長く続く塀と大きな門。その内側に広大な庭園が広がっている。
噴水やあちこちに植えられている樹木は上品さを醸し出しながらも謙虚さを失わないように計算して配置され、美しく咲き誇る花々はよほど腕のいい庭師が世話をしているであろうことが容易に想像できた。
そして、綺麗に整備された芝生と通路の先にはその主役とも言える荘厳な屋敷がそびえ立っている。

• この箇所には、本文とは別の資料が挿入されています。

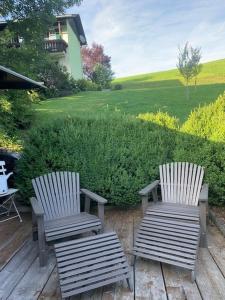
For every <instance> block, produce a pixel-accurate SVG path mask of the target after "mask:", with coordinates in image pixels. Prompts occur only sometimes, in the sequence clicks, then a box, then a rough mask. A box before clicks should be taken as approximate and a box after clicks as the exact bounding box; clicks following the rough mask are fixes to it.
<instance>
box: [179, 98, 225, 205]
mask: <svg viewBox="0 0 225 300" xmlns="http://www.w3.org/2000/svg"><path fill="white" fill-rule="evenodd" d="M176 141H177V143H176V149H175V152H174V160H175V161H186V160H187V161H190V162H194V163H197V164H200V165H202V166H204V167H205V168H206V171H205V175H206V177H205V180H206V181H207V182H208V183H209V187H210V193H209V196H210V202H211V203H212V204H216V205H224V204H225V94H223V95H222V96H220V97H219V98H218V99H217V100H216V101H215V102H214V103H212V104H210V105H207V106H204V107H200V108H198V109H196V110H195V111H194V112H192V113H191V114H190V116H189V118H188V120H187V121H186V122H185V123H184V124H183V126H182V127H181V129H180V134H179V135H177V139H176Z"/></svg>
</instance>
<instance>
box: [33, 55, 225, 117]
mask: <svg viewBox="0 0 225 300" xmlns="http://www.w3.org/2000/svg"><path fill="white" fill-rule="evenodd" d="M114 83H121V84H122V85H123V89H122V90H119V91H102V92H83V93H79V94H77V95H73V96H68V97H64V98H55V99H51V100H48V101H43V102H41V103H40V104H38V105H36V106H35V110H36V116H37V118H36V120H37V121H38V122H44V121H49V120H53V119H58V118H61V117H65V116H75V115H79V116H84V117H87V116H88V115H92V114H95V115H96V114H97V115H99V114H102V113H103V114H104V113H105V112H118V113H125V114H132V115H137V114H138V113H144V112H156V111H159V110H160V111H167V112H168V113H169V114H171V115H173V116H176V117H178V118H179V119H180V120H181V122H182V121H184V120H185V119H186V118H187V116H188V114H189V113H190V111H191V110H193V109H194V108H195V107H198V106H199V105H203V104H205V103H209V102H212V101H213V100H215V99H216V98H217V97H218V95H219V94H221V93H222V92H223V91H224V90H225V59H223V60H217V61H213V62H209V63H206V64H204V65H203V69H202V73H201V74H200V76H199V80H198V85H197V87H196V88H195V87H194V85H192V86H191V87H190V99H189V100H188V101H187V100H186V94H185V87H184V83H183V80H182V78H181V76H180V75H179V74H178V72H177V70H169V71H164V72H156V73H150V74H143V75H137V76H131V77H126V78H119V79H116V80H115V81H114Z"/></svg>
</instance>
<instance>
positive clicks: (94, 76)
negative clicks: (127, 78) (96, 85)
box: [92, 63, 114, 88]
mask: <svg viewBox="0 0 225 300" xmlns="http://www.w3.org/2000/svg"><path fill="white" fill-rule="evenodd" d="M113 74H114V73H113V72H112V70H111V68H108V67H106V66H104V65H102V64H99V63H98V64H96V65H95V66H94V70H93V74H92V81H93V82H94V83H96V84H97V85H99V86H101V88H109V87H110V82H111V81H112V79H113Z"/></svg>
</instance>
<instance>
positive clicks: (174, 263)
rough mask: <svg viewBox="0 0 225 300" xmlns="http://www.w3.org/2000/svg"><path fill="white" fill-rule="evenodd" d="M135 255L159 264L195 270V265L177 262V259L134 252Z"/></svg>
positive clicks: (137, 252)
mask: <svg viewBox="0 0 225 300" xmlns="http://www.w3.org/2000/svg"><path fill="white" fill-rule="evenodd" d="M134 254H135V255H138V256H140V257H143V258H147V259H151V260H155V261H159V262H162V263H166V264H170V265H175V266H179V267H182V268H185V269H188V270H193V268H194V264H191V263H185V261H183V262H181V261H176V260H175V259H174V260H172V259H169V258H166V257H161V256H157V255H155V254H154V253H143V252H141V253H140V252H135V251H134Z"/></svg>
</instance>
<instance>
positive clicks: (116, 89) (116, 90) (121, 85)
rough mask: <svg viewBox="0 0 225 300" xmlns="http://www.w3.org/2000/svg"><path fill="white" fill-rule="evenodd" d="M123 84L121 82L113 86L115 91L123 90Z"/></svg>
mask: <svg viewBox="0 0 225 300" xmlns="http://www.w3.org/2000/svg"><path fill="white" fill-rule="evenodd" d="M122 88H123V86H122V84H120V83H116V84H114V85H113V86H112V90H113V91H118V90H122Z"/></svg>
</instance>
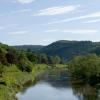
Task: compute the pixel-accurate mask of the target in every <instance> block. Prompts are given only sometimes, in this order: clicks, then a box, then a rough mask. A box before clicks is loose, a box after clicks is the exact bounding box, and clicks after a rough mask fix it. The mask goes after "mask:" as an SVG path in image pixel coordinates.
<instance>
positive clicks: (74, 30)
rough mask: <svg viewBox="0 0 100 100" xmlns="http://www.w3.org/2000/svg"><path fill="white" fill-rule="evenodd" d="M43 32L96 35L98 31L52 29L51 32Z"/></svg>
mask: <svg viewBox="0 0 100 100" xmlns="http://www.w3.org/2000/svg"><path fill="white" fill-rule="evenodd" d="M45 32H63V33H72V34H94V33H98V32H99V31H98V30H95V29H66V30H61V29H53V30H46V31H45Z"/></svg>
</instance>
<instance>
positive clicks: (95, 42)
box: [0, 40, 100, 46]
mask: <svg viewBox="0 0 100 100" xmlns="http://www.w3.org/2000/svg"><path fill="white" fill-rule="evenodd" d="M59 41H72V42H73V41H76V42H88V41H90V40H57V41H53V42H51V43H49V44H47V45H42V44H20V45H16V44H15V45H9V44H6V43H2V42H0V43H2V44H5V45H8V46H48V45H50V44H52V43H55V42H59ZM90 42H94V43H96V42H97V43H99V42H100V41H90Z"/></svg>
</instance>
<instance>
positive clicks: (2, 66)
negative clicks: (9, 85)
mask: <svg viewBox="0 0 100 100" xmlns="http://www.w3.org/2000/svg"><path fill="white" fill-rule="evenodd" d="M3 71H4V66H3V65H2V64H1V63H0V77H2V73H3Z"/></svg>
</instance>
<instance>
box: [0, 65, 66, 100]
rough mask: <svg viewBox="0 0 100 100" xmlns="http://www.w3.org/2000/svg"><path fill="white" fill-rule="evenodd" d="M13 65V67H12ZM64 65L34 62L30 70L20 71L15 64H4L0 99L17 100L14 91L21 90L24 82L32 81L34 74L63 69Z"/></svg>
mask: <svg viewBox="0 0 100 100" xmlns="http://www.w3.org/2000/svg"><path fill="white" fill-rule="evenodd" d="M12 66H13V67H12ZM64 68H66V65H60V64H58V65H46V64H36V65H34V66H33V68H32V72H30V73H28V72H22V71H20V70H18V68H17V67H16V66H15V65H11V66H9V67H6V66H5V69H4V70H5V71H4V73H3V75H2V78H0V100H17V98H16V96H15V95H16V93H17V92H19V91H20V90H22V89H23V88H24V86H25V84H26V83H28V82H31V83H34V82H35V80H36V76H37V75H40V74H42V73H44V72H45V71H47V70H51V69H53V70H57V69H64Z"/></svg>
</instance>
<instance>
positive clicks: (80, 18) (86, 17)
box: [48, 11, 100, 24]
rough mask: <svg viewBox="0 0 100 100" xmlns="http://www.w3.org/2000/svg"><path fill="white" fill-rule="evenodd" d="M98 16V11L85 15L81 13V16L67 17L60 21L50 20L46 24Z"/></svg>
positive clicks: (50, 23) (98, 12)
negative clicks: (49, 22) (81, 15)
mask: <svg viewBox="0 0 100 100" xmlns="http://www.w3.org/2000/svg"><path fill="white" fill-rule="evenodd" d="M98 17H100V11H99V12H95V13H91V14H87V15H83V16H78V17H73V18H67V19H63V20H60V21H54V22H50V23H48V24H56V23H63V22H70V21H76V20H81V19H86V18H98Z"/></svg>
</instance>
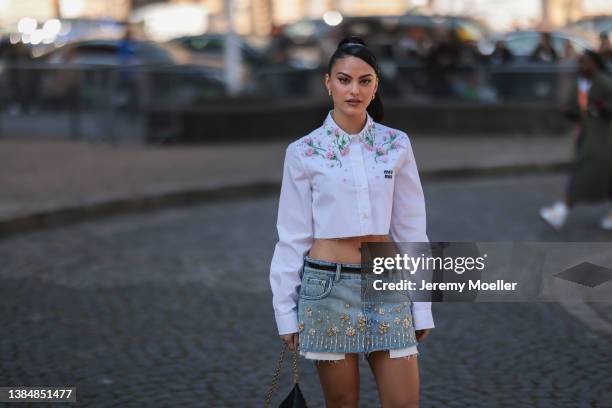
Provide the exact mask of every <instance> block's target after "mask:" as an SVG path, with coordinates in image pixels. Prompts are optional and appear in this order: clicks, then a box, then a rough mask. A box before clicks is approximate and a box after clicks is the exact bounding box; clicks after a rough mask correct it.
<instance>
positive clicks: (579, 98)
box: [540, 51, 612, 230]
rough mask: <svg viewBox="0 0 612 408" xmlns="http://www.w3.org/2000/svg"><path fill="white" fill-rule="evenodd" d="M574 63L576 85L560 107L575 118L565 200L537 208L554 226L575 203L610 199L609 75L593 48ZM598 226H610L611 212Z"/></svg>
mask: <svg viewBox="0 0 612 408" xmlns="http://www.w3.org/2000/svg"><path fill="white" fill-rule="evenodd" d="M578 63H579V65H578V81H577V84H576V88H575V90H574V91H573V92H572V93H571V95H570V101H569V103H568V105H567V106H566V107H565V109H564V113H565V115H566V116H567V117H568V118H570V119H572V120H575V121H577V122H578V127H577V133H576V135H577V139H576V143H575V150H576V156H575V160H574V165H573V170H572V173H571V175H570V178H569V182H568V185H567V191H566V196H565V200H564V201H558V202H556V203H555V204H553V205H552V206H550V207H544V208H542V209H541V210H540V216H541V217H542V219H543V220H544V221H546V222H547V223H548V224H549V225H550V226H552V227H553V228H555V229H557V230H558V229H561V228H562V227H563V225H564V224H565V221H566V219H567V216H568V215H569V212H570V210H571V209H572V208H573V207H574V206H575V205H576V204H578V203H598V202H604V201H610V200H612V130H611V129H612V127H611V125H612V79H611V78H609V77H608V76H607V75H606V74H605V63H604V61H603V58H601V56H600V55H599V54H598V53H596V52H593V51H585V52H584V54H582V55H581V56H580V58H579V61H578ZM601 227H602V228H604V229H606V230H612V212H611V213H610V214H608V215H607V216H606V217H605V218H603V219H602V220H601Z"/></svg>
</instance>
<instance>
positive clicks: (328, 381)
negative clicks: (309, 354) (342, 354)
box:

見る者の目を楽しませつつ、そこに住んでいる人物の格式の高さをヒシヒシと伝えてくる情景は圧巻の一言だった。
「えっと……家?」
「うん! えと、お家だよ!」
「いや、どう見ても屋敷…あぁ、もうなんでもいいか。ほら、お前の本」
あくまでも屋敷ではなく普通の家だと主張する少女にもはやツッコミをする気力すら失くし、日々也は持っていた本をユノに渡す。
「あ、ありがとう。えと、それじゃあ、リリアちゃん、ヒビヤ君、あの、ま、また明日…ね」
「はい。また明日、です」
「おう、またな」
門を開き、屋敷の中へとユノが入っていく。姿が見えなくなるまで見送ったあと、日々也は目の前の豪邸に呆けたまま、
「……あいつ、金持ちだったんだな」
「まぁ、ハクミライト学園は名門校ですからね。貴族の生徒さんは結構いますよ」
「あんな奴が理事長の学校が名門…ねぇ。それじゃあ、お前もどこぞの貴族だったりするのか?」
「え!? い、いや、違いますよ!? 私なんかただの平民ですよ!」
「そうなのか? ま、なんにせよ早く帰る……か?」
歩いてきた道を振り返り、再度、日々也は絶句した。
ユノと話をしているうちにだいぶ遠くまで来ていたらしい。坂道の向こうに小さく学園と学生寮が見える。
つまりは、
またこの長い道を重い鞄を担いだまま戻らなければならないということだ。
「あ~、リリア? 半分でいいから僕の荷物持ってくれたりは……」
「何してるんですか~? 早く行きましょうよ~、ヒビヤさ~ん」
もうすでに道を戻り始めたリリアが離れたところで日々也が追いつくのを待っている。
どうやら手を貸すつもりは全くないらしい。
少しだけ、肩にかかる荷物の重量が増した気がした。